The stand-out, pick-your-jaws-back-off-the-floor quality that Pumarosa possess so easily is a hard one to pin down. The patron saint of high-waisted bootcut jeans himself – Simon Cowell – would probably call it The X Factor; others might call it an abstract magic that’s impossible to put to paper – a bit like how a vampires can’t see themselves in the mirror. Anyhow, whatever the fresh hell Pumarosa are fuelled by, it really, really works.
Pumarosa playing DIY's Hello 2016 earlier this year.
Earlier on the same day, Bo Rocha's clearly been swigging on the same thing. The third show she's ever played, her own technical fiddling is a little less honed, and is the only blip interrupting a gig showing industrial-level quantities of promise. So often a certain kind of sleek, magnetic producer comes along with a box packed with whizzy tricks and soulful vocals, and on record at least, their music is a blow-away bundle of fireworks. So often, they're unable to reproduce that same stardust live. Do not fret. Bo Rocha – in possession of an almighty, versatile set of pipes which steal the show – is not one of those 'so oftens'.

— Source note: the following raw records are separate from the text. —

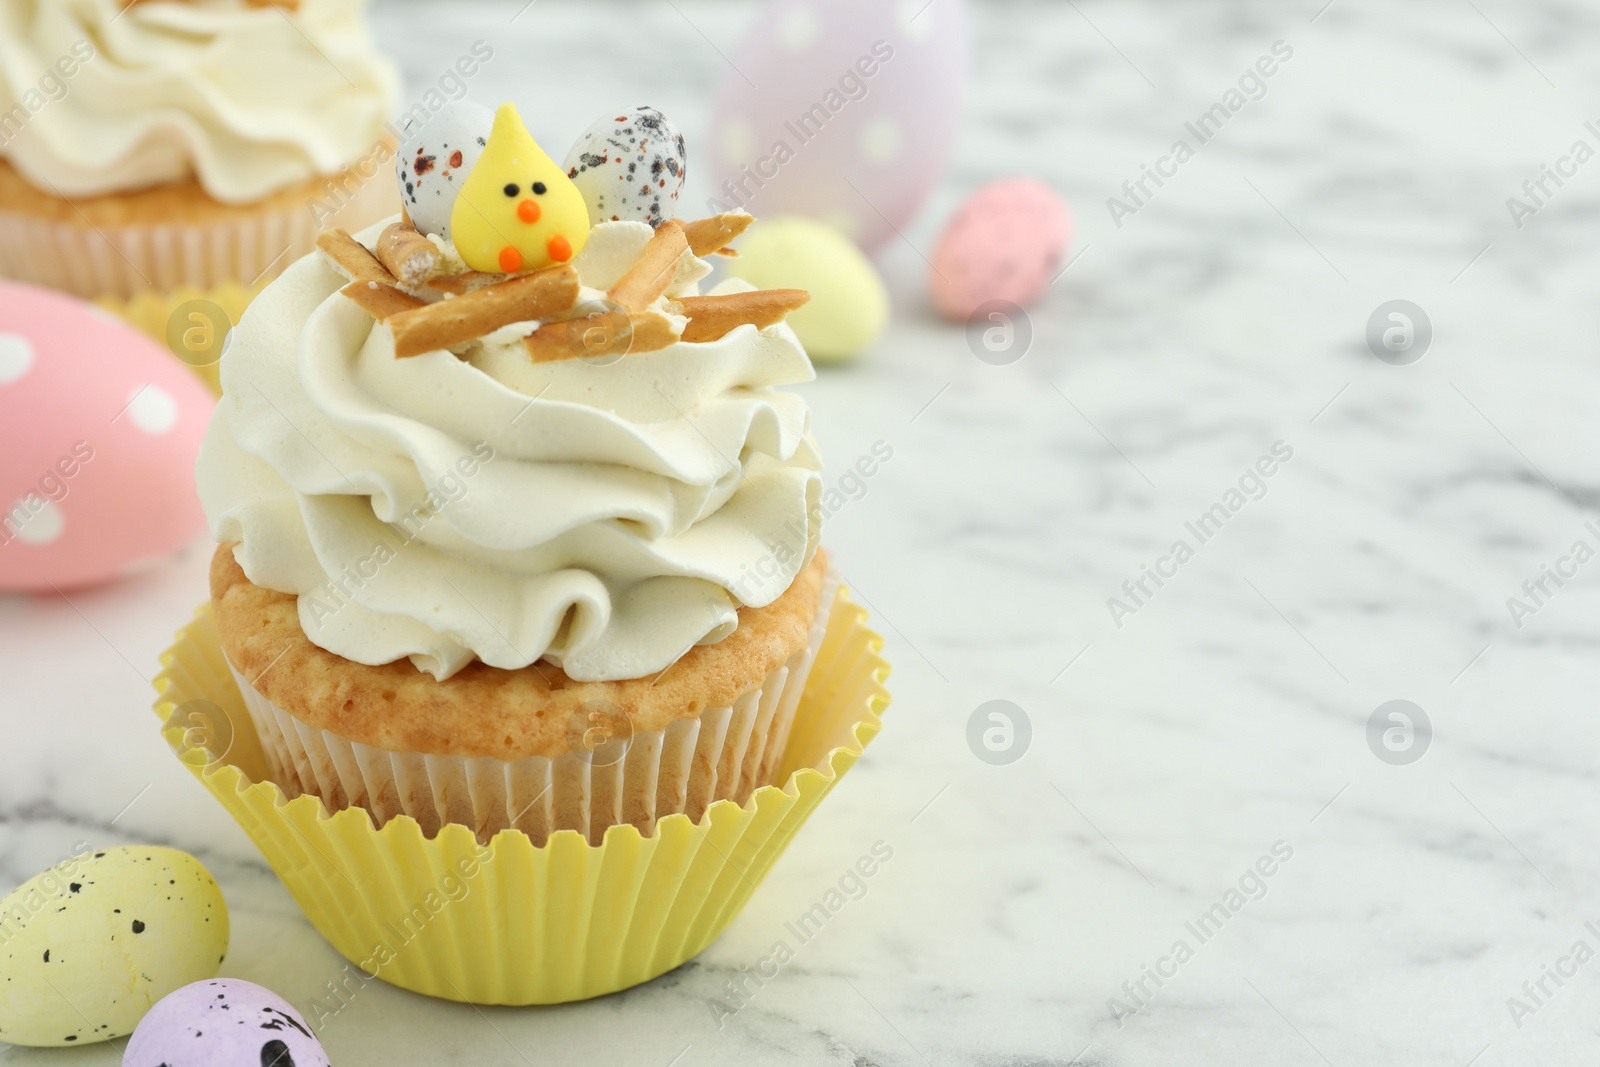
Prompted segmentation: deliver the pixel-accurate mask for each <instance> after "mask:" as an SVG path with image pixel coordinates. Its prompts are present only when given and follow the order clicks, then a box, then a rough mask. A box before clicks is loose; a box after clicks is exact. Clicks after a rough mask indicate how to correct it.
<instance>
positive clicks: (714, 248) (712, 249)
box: [683, 211, 755, 256]
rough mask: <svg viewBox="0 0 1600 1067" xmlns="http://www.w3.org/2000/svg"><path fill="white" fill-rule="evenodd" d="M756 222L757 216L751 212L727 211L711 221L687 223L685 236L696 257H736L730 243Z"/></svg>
mask: <svg viewBox="0 0 1600 1067" xmlns="http://www.w3.org/2000/svg"><path fill="white" fill-rule="evenodd" d="M754 221H755V216H754V214H750V213H749V211H725V213H723V214H714V216H710V218H709V219H694V221H693V222H685V224H683V234H685V235H686V237H688V238H690V251H691V253H694V254H696V256H710V254H714V253H715V254H722V256H736V254H738V253H736V251H733V250H731V248H728V242H731V240H733V238H736V237H738V235H739V234H742V232H744V230H746V227H749V226H750V222H754Z"/></svg>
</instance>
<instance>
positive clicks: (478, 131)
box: [395, 101, 494, 240]
mask: <svg viewBox="0 0 1600 1067" xmlns="http://www.w3.org/2000/svg"><path fill="white" fill-rule="evenodd" d="M493 125H494V112H491V110H490V109H488V107H485V106H483V104H474V102H472V101H453V102H450V104H445V106H443V107H440V109H438V112H437V114H435V115H434V117H432V118H427V120H418V118H411V120H408V122H406V125H405V126H403V128H402V131H400V133H402V141H400V154H398V155H397V157H395V181H397V182H398V186H400V203H402V205H405V210H406V214H410V216H411V224H413V226H416V229H418V230H419V232H422V234H438V235H440V237H443V238H446V240H448V238H450V213H451V211H453V210H454V206H456V194H458V192H461V182H464V181H466V179H467V171H470V170H472V165H474V163H477V162H478V157H480V155H483V146H485V144H486V142H488V136H490V128H491V126H493Z"/></svg>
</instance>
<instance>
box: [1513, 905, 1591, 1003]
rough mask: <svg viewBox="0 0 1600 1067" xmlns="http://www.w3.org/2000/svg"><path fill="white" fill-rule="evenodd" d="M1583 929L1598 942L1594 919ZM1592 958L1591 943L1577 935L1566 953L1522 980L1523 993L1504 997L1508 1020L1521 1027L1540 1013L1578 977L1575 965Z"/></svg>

An easy, unaffected presence, Bo Rocha writes songs centred around a clear universe; Joan Didion's barbiturate-quaffing L.A. housewives in the middle of all-out identity-crisis, hues of tangerine and green, and self-referential songs about writing itself. 'Live Fast or Die,' is Bo Rocha's mentality. A classically-trained musician still in the process of unlearning every rule, there's an exciting strain of all-or-nothing to everything she does.